En deuxième lieu, il résulte de ce qui précède que la décision portant refus de renouvellement de titre de séjour n’est pas illégale. Par suite, le moyen tiré de l’illégalité de cette décision, dirigé, par voie de conséquence, contre la décision portant obligation de quitter le territoire français, doit être écarté.
En dernier lieu, pour les mêmes motifs que ceux énoncés au point 4, le moyen tiré de l’erreur manifeste d’appréciation des conséquences de la décision attaquée sur la situation personnelle du requérant doit être écarté.
Il résulte de ce qui précède que la requête de M. A… doit être rejetée, en toutes ses conclusions.
D É C I D E :
Article 1er : La requête de M. A… est rejetée.
Article 2 : Le présent jugement sera notifié à M. B… A… et au préfet de la Seine-Saint-Denis.
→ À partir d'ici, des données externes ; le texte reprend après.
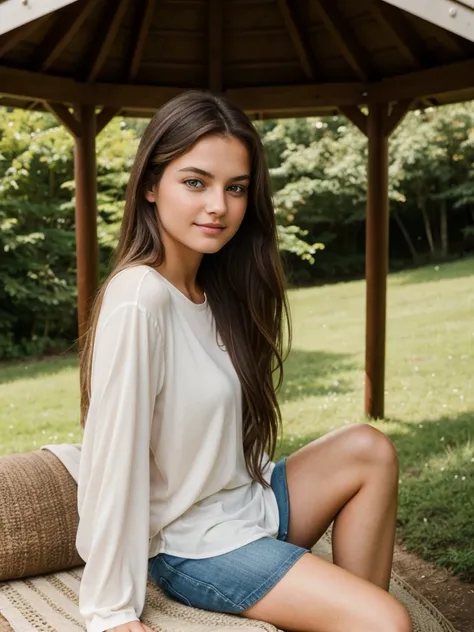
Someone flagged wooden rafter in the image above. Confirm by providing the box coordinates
[313,0,370,81]
[366,59,474,102]
[33,0,97,72]
[86,0,130,82]
[426,22,474,56]
[277,0,317,81]
[0,59,474,113]
[372,0,426,68]
[127,0,155,81]
[0,15,50,57]
[209,0,224,94]
[44,101,81,138]
[95,107,120,134]
[339,105,367,136]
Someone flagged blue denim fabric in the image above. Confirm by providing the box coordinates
[148,459,308,614]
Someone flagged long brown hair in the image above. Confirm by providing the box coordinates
[81,90,291,486]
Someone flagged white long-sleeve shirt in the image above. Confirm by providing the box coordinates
[44,266,279,632]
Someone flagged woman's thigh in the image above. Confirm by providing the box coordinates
[243,554,412,632]
[286,424,398,549]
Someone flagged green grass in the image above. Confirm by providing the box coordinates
[0,259,474,581]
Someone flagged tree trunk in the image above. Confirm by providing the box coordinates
[393,211,418,264]
[440,200,449,257]
[418,196,435,255]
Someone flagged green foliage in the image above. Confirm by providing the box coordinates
[0,109,137,359]
[0,104,474,359]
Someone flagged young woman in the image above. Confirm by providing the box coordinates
[77,91,411,632]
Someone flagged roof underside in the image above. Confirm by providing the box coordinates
[0,0,474,117]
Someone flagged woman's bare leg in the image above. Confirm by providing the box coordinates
[243,553,412,632]
[287,424,398,590]
[243,424,411,632]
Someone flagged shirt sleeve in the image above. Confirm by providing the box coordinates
[76,304,164,632]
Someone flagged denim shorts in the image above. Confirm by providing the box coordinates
[148,459,308,614]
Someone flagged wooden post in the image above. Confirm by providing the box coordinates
[74,105,99,347]
[365,103,389,418]
[339,99,413,418]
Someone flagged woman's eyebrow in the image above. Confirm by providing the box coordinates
[179,167,250,182]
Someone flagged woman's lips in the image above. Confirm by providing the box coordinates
[195,224,224,235]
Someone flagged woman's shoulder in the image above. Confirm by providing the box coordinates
[103,265,170,319]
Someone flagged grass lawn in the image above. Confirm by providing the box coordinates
[0,259,474,581]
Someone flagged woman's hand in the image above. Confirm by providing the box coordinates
[106,621,154,632]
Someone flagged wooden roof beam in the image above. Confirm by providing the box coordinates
[365,59,474,102]
[86,0,130,82]
[33,0,97,72]
[277,0,318,81]
[0,15,50,57]
[313,0,370,81]
[0,59,474,113]
[127,0,155,81]
[95,107,121,134]
[339,105,368,136]
[209,0,224,94]
[426,22,474,57]
[371,0,426,69]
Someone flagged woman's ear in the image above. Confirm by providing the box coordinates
[145,189,156,204]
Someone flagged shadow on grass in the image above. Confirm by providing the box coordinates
[279,349,359,403]
[275,411,474,582]
[393,257,474,285]
[389,411,474,582]
[0,353,79,384]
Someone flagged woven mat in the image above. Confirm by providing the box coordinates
[0,533,456,632]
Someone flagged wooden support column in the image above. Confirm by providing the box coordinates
[74,105,99,347]
[44,102,120,349]
[365,103,389,418]
[339,99,413,418]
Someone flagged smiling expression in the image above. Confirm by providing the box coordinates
[146,135,250,256]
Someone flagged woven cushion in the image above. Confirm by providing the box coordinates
[0,450,84,580]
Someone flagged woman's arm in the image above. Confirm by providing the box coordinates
[76,303,164,632]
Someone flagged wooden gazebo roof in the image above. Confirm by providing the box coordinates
[0,0,474,117]
[0,0,474,417]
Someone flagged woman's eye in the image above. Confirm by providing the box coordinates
[229,184,247,194]
[184,178,202,189]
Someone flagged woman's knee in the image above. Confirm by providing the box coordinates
[386,602,413,632]
[345,423,398,471]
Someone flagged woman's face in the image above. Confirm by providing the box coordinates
[146,136,250,257]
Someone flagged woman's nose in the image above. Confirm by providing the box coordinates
[206,191,227,216]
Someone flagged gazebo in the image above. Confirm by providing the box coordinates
[0,0,474,417]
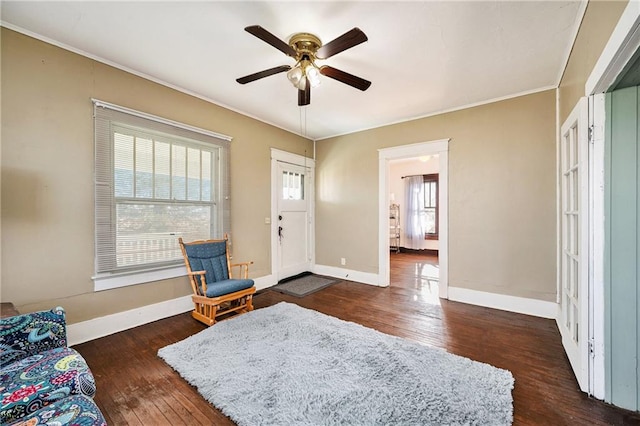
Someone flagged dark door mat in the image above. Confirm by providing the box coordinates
[271,274,340,297]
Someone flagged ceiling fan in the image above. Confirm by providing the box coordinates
[236,25,371,106]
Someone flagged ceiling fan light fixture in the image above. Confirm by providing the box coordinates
[304,62,320,87]
[287,65,306,89]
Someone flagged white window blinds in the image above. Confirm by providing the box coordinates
[94,101,231,274]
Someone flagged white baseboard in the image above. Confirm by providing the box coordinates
[313,265,379,286]
[67,275,276,346]
[253,274,278,291]
[67,295,193,346]
[67,272,558,346]
[449,287,558,319]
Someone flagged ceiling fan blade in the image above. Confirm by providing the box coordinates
[244,25,296,58]
[320,65,371,92]
[298,82,311,106]
[316,27,368,59]
[236,65,291,84]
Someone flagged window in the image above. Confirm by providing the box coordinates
[282,170,304,200]
[95,101,230,277]
[424,173,438,240]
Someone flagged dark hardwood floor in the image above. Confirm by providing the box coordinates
[75,253,640,426]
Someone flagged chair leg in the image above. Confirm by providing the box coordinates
[247,294,253,311]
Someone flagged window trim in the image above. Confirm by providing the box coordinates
[91,99,232,291]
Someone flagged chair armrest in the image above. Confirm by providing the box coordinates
[229,262,253,280]
[0,307,67,367]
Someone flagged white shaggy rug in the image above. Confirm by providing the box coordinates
[158,302,514,426]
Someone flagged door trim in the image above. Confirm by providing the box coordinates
[270,148,316,281]
[585,1,640,400]
[584,1,640,96]
[378,139,450,299]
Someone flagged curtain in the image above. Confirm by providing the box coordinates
[404,176,426,249]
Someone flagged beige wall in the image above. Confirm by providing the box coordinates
[0,28,313,323]
[559,0,627,123]
[316,90,556,301]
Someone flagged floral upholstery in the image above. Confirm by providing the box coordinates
[0,307,104,425]
[0,348,96,422]
[9,395,107,426]
[0,307,67,368]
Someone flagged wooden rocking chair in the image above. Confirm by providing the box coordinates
[178,234,256,326]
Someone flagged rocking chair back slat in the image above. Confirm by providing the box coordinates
[178,234,256,325]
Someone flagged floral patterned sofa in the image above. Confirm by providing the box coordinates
[0,307,106,426]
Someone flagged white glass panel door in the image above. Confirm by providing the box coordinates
[277,162,311,280]
[558,98,589,391]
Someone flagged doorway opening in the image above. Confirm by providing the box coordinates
[378,139,449,300]
[389,154,440,305]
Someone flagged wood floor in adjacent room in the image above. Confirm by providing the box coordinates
[75,253,640,426]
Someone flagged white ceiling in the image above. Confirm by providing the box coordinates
[1,1,585,139]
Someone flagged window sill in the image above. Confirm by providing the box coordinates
[92,265,187,291]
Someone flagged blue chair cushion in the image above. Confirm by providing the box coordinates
[184,241,229,287]
[207,279,254,297]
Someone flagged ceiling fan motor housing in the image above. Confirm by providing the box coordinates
[289,33,322,61]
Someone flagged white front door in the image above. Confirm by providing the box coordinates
[272,153,313,281]
[557,98,589,392]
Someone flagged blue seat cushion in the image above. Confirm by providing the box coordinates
[207,279,254,297]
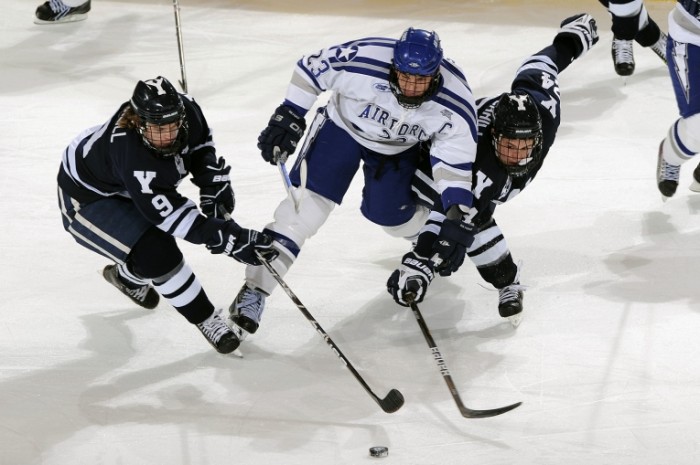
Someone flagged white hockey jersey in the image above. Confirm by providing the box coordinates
[286,37,477,209]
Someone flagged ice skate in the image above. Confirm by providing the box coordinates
[612,39,634,76]
[656,141,680,200]
[195,309,241,354]
[229,285,267,341]
[34,0,91,24]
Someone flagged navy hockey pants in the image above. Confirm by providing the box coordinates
[290,114,419,226]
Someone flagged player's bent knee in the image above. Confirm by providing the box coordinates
[267,190,335,248]
[382,205,430,240]
[127,226,183,279]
Délibéré après l’audience du 22 janvier 2026, à laquelle siégeaient :
M. Baffray, président,
Mme Lançon, première conseillère,
Mme Gaullier-Chatagner, première conseillère.
Rendu public par mise à disposition au greffe le 5 février 2026.
La rapporteure,
L.-J. Lançon
Le président,
J.-F. BaffrayLa greffière,
Macaronus
La République mande et ordonne au préfet de la Seine-Saint-Denis ou à tout préfet territorialement compétent en ce qui le concerne et à tous commissaires de justice à ce requis en ce qui concerne les voies de droit commun contre les parties privées, de pourvoir à l’exécution de la présente décision.